At the Ryan Epps Home for Children in Michaud near Port-Au-Prince, the new Embry-Riddle system is delivering 2,000 to 3,000 gallons of clean water a day, half of which will be used by the home and its school. The remaining water will be sold to the community to raise money for the home and to operate the system.

The home houses about 30 children. Close to 200 attend the school. Both used well water for bathing and cooking, but it’s not pure enough for drinking, home officials said, so they welcomed Embry-Riddle’s aid.

“They were an amazing bunch,” said Patrick Tormey, who is on the board of the orphanage. “(The Embry-Riddle students) saw immediately how they were having an effect not only with clean water, but producing a sustainable business for the home in Haiti.”

The university students also installed three solar systems to run the water purifier and power some electricity at the home and school.

“This year was definitely, for me, a more powerful experience seeing the children at the orphanage,” said senior Kyle Fennesy, 21, of Richmond, Texas, who was on his second Haiti trip. “All the kids went to get the water and there was nothing but smiles. Some were very young and it’s hard for them to understand the implications of clean water, but others realized how much of an impact the purifier will make in their lives.”

The students also played tag, soccer and other games with the children; taught them basic sanitation and hygiene; and delivered more than 250 toothbrushes.

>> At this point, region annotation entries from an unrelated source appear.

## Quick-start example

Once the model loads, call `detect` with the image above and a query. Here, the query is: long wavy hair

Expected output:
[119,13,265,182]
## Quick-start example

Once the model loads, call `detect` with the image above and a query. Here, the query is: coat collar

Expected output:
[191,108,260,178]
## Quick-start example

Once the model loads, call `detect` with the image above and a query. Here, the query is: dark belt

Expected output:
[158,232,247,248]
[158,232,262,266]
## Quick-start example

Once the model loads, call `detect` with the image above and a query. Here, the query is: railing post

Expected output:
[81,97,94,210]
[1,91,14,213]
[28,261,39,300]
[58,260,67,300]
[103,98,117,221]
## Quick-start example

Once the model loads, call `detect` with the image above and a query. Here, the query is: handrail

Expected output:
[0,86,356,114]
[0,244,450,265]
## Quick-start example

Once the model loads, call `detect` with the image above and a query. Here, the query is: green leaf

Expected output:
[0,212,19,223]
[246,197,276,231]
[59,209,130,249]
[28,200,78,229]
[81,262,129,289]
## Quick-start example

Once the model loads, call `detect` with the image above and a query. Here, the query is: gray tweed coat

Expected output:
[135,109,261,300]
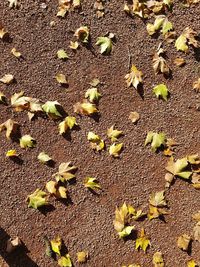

“Experiences like that where you change people’s lives is kind of indescribable,” said Allen Graham, 24, a graduate student from Charlotte, N.C., who helped install solar panels. “It felt really good knowing I was part of something so big.”

Gloria King, 21, a senior from Flagler Beach, helped with the solar panels and taught the children some basic English.

She was surprised that some of the restaurants in Haiti and other locations had no soap in the bathrooms to wash hands.

“It was kind of mind-boggling for me. I had never been in another country before let alone a Third World country,” King said. “I was very grateful for what I have (in America). I wish things were better for them.”

Students will discuss their trip at a Sept. 25 event from 4:45 to 5:30 p.m. in Embry-Riddle’s Willie Miller Instructional Center.